Sajida was one of an estimated one million girls in Afghanistan preparing to return to their classrooms after an eight-month hiatus. With the Taliban in power in the first decades of the 21st century, girls and women across the country had gained new freedoms that were suddenly thrown into question when the fundamentalist group swept through Kabul in August. In their first statements to the international community, the Taliban signaled that they would relax some of their policies restricting women’s rights, including the ban on education. But that didn’t happen, and when the day schools reopened came, it dawned on Sajida and others that the Taliban intended to maintain their long-standing restrictions, sweeping away any optimism. that the regime would show more ideological flexibility in pursuit of international credibility. . In addition to maintaining its ban on girls’ schooling, the Taliban has ordered women to cover themselves from head to toe in public and banned them from working outside the home, traveling abroad without a male guardian and participate in demonstrations.
For a generation of girls raised to aspire to the professional class, the restrictions imposed by the Taliban shattered, or at least postponed, the dreams they had harbored since their earliest memories.
Born into a middle-class Shia family, Sajida had always assumed that she would finish college and one day earn enough money to care for her parents when they were old.
“My parents raised me with hope and fear,” she said. I hope she can enjoy the rights denied to previous generations of girls who grew up under the former Taliban regime; fear that the country will one day return to the rule of people “who do not believe that girls constitute half of human society”.
She started attending school at the age of 7 and quickly fell in love with reading, devouring every novel she could get her hands on.
“I planned to study Persian literature to be a good writer and reflect on the wounds and fate of my society,” Sajida said.
Even in the years since the Taliban left power, Sajida has witnessed dozens of attacks by militant groups on schools and academic centers around Kabul.

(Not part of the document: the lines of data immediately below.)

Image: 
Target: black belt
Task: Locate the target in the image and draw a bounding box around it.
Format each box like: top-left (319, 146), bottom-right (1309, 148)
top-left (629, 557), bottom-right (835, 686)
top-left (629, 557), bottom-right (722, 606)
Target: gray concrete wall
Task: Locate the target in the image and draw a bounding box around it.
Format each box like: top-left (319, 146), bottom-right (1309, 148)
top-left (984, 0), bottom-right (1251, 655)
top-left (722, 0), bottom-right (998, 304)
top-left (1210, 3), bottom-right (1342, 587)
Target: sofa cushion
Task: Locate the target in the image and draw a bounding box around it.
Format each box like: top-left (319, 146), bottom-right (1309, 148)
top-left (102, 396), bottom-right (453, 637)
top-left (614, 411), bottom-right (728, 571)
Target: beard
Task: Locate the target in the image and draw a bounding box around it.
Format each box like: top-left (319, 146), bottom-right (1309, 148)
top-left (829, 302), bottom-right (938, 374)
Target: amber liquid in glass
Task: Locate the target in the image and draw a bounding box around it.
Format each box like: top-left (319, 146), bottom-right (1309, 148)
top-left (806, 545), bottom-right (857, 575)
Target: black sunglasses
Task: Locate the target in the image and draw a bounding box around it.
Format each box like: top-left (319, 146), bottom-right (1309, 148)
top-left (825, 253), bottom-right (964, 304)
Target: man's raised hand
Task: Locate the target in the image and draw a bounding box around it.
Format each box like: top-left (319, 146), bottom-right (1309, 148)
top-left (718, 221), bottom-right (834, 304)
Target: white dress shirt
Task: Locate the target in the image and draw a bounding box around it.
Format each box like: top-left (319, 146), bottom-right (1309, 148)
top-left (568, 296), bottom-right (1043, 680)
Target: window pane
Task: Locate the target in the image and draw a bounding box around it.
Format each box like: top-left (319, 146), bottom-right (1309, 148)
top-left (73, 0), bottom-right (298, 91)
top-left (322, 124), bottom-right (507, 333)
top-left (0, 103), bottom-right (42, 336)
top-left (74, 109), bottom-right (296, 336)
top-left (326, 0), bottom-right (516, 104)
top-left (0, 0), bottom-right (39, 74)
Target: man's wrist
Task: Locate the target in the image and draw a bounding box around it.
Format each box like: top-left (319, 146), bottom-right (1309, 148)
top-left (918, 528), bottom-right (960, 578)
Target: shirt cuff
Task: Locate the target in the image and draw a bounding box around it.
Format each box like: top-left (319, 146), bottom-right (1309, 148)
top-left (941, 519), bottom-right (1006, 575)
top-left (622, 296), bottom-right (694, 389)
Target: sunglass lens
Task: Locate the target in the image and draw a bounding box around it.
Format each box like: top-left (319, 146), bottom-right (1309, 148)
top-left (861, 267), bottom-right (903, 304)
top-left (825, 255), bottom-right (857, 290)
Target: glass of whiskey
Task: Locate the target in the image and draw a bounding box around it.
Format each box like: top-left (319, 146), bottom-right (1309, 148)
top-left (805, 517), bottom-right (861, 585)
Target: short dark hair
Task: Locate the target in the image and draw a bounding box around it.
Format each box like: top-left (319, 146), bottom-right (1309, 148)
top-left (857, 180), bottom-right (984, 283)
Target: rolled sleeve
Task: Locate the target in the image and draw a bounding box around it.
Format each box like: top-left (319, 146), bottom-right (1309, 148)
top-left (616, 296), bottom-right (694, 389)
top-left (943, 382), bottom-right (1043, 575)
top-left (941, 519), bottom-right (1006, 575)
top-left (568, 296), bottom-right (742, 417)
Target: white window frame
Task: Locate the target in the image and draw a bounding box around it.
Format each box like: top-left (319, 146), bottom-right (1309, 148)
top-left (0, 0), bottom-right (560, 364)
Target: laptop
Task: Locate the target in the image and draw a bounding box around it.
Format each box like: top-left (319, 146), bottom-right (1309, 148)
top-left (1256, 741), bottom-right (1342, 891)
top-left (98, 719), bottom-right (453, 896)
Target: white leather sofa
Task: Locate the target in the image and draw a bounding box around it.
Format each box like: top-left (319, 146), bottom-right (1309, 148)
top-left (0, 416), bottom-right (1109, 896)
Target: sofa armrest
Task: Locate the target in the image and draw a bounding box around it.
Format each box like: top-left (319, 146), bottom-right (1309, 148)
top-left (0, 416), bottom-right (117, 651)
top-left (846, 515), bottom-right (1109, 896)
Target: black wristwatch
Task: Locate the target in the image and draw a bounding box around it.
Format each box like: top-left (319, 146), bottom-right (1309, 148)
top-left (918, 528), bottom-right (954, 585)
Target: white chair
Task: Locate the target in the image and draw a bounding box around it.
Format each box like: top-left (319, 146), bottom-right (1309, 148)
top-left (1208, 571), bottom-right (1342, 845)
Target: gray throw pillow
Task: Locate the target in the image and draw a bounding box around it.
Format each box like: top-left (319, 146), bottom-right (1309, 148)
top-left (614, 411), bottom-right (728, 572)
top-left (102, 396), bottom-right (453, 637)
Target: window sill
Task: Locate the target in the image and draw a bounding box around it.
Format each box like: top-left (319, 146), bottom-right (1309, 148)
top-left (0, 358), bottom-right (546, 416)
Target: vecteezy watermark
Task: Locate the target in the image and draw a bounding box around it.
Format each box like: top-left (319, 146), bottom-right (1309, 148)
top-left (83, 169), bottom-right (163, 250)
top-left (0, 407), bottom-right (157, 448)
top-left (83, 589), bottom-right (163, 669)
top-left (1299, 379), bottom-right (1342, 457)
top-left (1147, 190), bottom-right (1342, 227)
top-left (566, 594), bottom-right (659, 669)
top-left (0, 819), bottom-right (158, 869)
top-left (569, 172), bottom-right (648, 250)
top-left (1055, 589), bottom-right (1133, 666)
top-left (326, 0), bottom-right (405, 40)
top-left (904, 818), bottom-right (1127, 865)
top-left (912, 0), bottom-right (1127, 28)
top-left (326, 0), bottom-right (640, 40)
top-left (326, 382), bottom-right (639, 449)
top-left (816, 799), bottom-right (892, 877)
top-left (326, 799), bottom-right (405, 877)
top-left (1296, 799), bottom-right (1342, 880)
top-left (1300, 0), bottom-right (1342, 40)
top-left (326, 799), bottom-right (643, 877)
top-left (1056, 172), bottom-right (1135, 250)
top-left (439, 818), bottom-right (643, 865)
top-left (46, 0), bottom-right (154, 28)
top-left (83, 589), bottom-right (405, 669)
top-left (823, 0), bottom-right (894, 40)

In May 2021, ISIS bombed a school for Shia girls, killing at least 90 girls and injuring 200 others.
Despite the risk of facing violence, she continued to attend school, finishing grade 11 last year before the Taliban seized Kabul and dashed her hopes of completing her education high school and go to college.
The sudden change in fate has devastated parents across the country who have invested years and savings to secure career opportunities for their daughters.
In the southeastern province of Ghazni, 150 kilometers west of Kabul, Ibrahim Shah said he had done years of manual labor to earn enough money to send his children to school. His 25-year-old daughter Belqis graduated from university a year ago, just months before the Taliban took over. She had aspired to work as a civil servant for her country and be a role model for the generation of girls raised to dream big. Now she doesn’t know what she’s going to do. The return of the Taliban “was a dark day for Afghan women and girls”, she said.
In response to Taliban policy, the UN Security Council convened a special meeting and called on “the Taliban to respect the right to education and uphold their commitments to reopen schools for all female students without further delay”. The European Union and the United States also issued convictions.
“The Taliban authorities have repeatedly assured publicly that all girls can go to school,” Liz Throssell, spokeswoman for the UN Human Rights Office in Geneva, told BuzzFeed News. “We urge them to honor this commitment and immediately reverse the ban to allow girls of all ages across the country to return to their classrooms safely.”
In response to the ban, the World Bank announced in March that it would reconsider funding $600 million for four projects in Afghanistan aimed “to meet urgent needs in the education, health and agriculture, as well as community livelihoods.
Under international pressure, the Taliban announced it was setting up an eight-member commission to deliberate its policy on girls’ schools. Sajida and four other girls who spoke to BuzzFeed News expressed skepticism that the regime would allow them to return to their classrooms.